The Seventh Man

Author: Max Brand

Chapter VII. Joan Disobeys

What he next knew was a fire of agony that wrapped his whole body and consciousness flashed back on him. Strong arms lifted him up, up; above him he sensed the eyes of his torturer, dim in moonlight, and he beat his clubbed left fist into that face. After that he knew he was being dragged onto a saddle, but a wave of pain rushed up his side and numbed his brain. Thereafter his senses returned by fits and starts, vaguely. Once he felt a steel cable that girdled his waist and breast and held him erect, though his head flopped back and forth; once his eyes opened and above him glittered the bright field of stars towards which he drifted through space, a mind without a body; once a stab of torment wakened him enough to hear: "Easy Satan; watch them stones. One more jolt like that will send him clear to—" And the voice glided into an eternity of distance. Yet again he swung tip from the pit of darkness and became aware of golden hair around a woman’s face, and a marvelous soft, cool hand upon his forehead. Her voice reached him, too, and made him think of all things musical, all things distant, like the sounds of birds falling from the sky and though he understood not a syllable, a sweet assurance of safety flooded through him. He slept.

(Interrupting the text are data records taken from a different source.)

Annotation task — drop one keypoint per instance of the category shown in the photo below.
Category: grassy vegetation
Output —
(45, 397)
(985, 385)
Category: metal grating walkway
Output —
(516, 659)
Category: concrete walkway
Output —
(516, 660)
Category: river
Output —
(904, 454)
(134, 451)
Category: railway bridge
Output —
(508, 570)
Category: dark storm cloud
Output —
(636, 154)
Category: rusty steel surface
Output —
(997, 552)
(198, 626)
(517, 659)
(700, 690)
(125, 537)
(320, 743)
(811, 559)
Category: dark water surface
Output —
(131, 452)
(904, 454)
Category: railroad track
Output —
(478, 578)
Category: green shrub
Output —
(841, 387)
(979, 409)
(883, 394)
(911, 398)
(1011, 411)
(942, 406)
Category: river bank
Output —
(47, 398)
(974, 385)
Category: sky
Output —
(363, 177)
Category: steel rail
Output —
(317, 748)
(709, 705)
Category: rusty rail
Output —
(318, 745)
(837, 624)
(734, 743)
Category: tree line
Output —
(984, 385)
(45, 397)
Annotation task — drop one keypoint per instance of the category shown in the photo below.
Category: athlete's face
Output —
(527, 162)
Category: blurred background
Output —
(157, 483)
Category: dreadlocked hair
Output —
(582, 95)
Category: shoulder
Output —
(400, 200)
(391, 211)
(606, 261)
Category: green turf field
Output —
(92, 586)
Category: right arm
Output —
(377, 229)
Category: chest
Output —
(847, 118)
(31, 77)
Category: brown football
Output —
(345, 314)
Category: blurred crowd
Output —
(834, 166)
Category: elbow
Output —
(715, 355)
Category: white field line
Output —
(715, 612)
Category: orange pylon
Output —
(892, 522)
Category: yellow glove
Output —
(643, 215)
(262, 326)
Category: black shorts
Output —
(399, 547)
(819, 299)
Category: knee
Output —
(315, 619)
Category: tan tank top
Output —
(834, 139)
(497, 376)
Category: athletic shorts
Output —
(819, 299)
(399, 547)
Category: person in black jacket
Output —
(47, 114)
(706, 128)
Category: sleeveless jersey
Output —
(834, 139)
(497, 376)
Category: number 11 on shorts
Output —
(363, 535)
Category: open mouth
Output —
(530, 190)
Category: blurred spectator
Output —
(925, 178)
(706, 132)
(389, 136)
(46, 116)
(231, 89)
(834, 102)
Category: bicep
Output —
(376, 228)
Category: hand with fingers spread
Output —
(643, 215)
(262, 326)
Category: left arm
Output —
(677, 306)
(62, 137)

When he woke again, it was from a dream of fleeing through empty air swifter than the wind with a wolf-dog looming behind him out of space, but presently he found that he was lying in a bed with a stream of sunlight washing across a white coverlet. A door at his right swung open and there in the entrance stood the wolf-dog of his vision with a five-year-old girl upon its back.

"Don’t go in there, Bart!" whispered the child. "Go on back!"

She took one of those pointed wolf-ears in her chubby fist and tugged to swing him around, but Bart, with a speed which the eye could not follow, twisted his head and the rows of great teeth closed over her hand. It was so horrible that the cry froze in the throat of Gregg, yet the child, with only a little murmur of anger, reached over with her other hand and caught the wolf by the nose.

"Bad Bart!" she whispered, and raised the hand which he instantly released. White marks showed on the pudgy tan. "Bad dog!" she repeated, and beat his neck with an impotent little fist. The wolf-dog cringed, and turned from the door.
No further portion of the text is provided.